I immediately knew something was wrong. I was watching as her numbers on the monitors decreased. I felt like I was in a movie. Her blood pressure had dropped and Luna went into cardiac arrest. I lost it.

All I wanted to do was scream, but couldn't for fear of popping my c-section incision. My mom had to escort me out of the room while the doctors and nurses worked on Luna.

40 minutes later, the doctor confirmed that Luna wasn't breathing on her own and that her heart was no longer beating. With all of the oxygen lost to her brain, ECMO was no longer an option. We had to say goodbye.

This ended up being the first time we got to hold her without any of the wires in the way. I placed her on my chest and felt the warmth of her body on mine. I didn't want to let her go. How was this happening? Why was this happening? It was all so surreal.

We had our private time with her and created a memory box and made molds of her hands and feet.

Leaving the hospital without my daughter felt like I was abandoning her.

I will never forget that feeling of emptiness.

It felt as if I were suffocating. I had lost a part of my soul. All of the expectations we had were gone.

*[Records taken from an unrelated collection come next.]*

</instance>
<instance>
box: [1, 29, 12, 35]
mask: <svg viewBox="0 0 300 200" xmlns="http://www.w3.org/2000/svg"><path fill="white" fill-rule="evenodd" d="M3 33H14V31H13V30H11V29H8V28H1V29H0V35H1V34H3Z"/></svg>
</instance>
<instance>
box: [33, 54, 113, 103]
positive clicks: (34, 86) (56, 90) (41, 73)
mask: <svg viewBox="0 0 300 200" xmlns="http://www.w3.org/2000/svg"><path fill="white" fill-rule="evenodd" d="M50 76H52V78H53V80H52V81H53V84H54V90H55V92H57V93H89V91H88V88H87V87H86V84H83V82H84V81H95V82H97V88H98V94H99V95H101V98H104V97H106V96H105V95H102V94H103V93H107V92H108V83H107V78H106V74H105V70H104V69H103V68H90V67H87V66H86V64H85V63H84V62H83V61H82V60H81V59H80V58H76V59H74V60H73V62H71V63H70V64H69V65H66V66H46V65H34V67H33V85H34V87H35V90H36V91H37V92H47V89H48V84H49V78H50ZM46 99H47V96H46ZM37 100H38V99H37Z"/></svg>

Before Luna’s birth, I didn’t know what a congenital heart defect (CHD) was. I started to research on my own and was blown away when I found out that CHDs are the #1 birth defect in the United States. In honor of Luna, my husband and I created 4Luna’s Heart Inc., a non-profit to help raise awareness for congenital heart disease and to provide support, comfort, and healing to families suffering from infant loss. 

We will be walking at the 2019 New York City Congenital Heart Walk to honor my daughter and all other CHD angels and warriors fighting their battles. Being that Luna’s condition was so rare, I’m compelled to bring awareness and share her story with the hope that in the future, through research, her diagnosis may have a different outcome. This is why I believe that The Children’s Heart Foundation's dedication to funding research is important and can be life-changing.

In the last couple of months, I've grown as a human in ways that I never thought were possible. Life put me in an unimaginable situation where I thought I wouldn't survive, but surviving is my only option. I've learned a lot about who I really am and what I'm capable of.

Going through this grieving process has been heavy. It’s been a roller coaster of emotions; from being angry to feeling completely defeated, feeling confused and trying to find understanding, to being positive and finding strength by turning pain into power. Grief looks different for everyone, and I can only take it day by day. Even sometimes moment to moment. It’s about feeling what I feel, releasing it, and then bringing myself back so I can be present for myself and my family.

Luna blessed us with 2 beautiful days where she came and fulfilled her purpose. She touched so many of us and she will be forever loved. She’s our angel now.

Until the day we meet again, we will forever hold her in our hearts.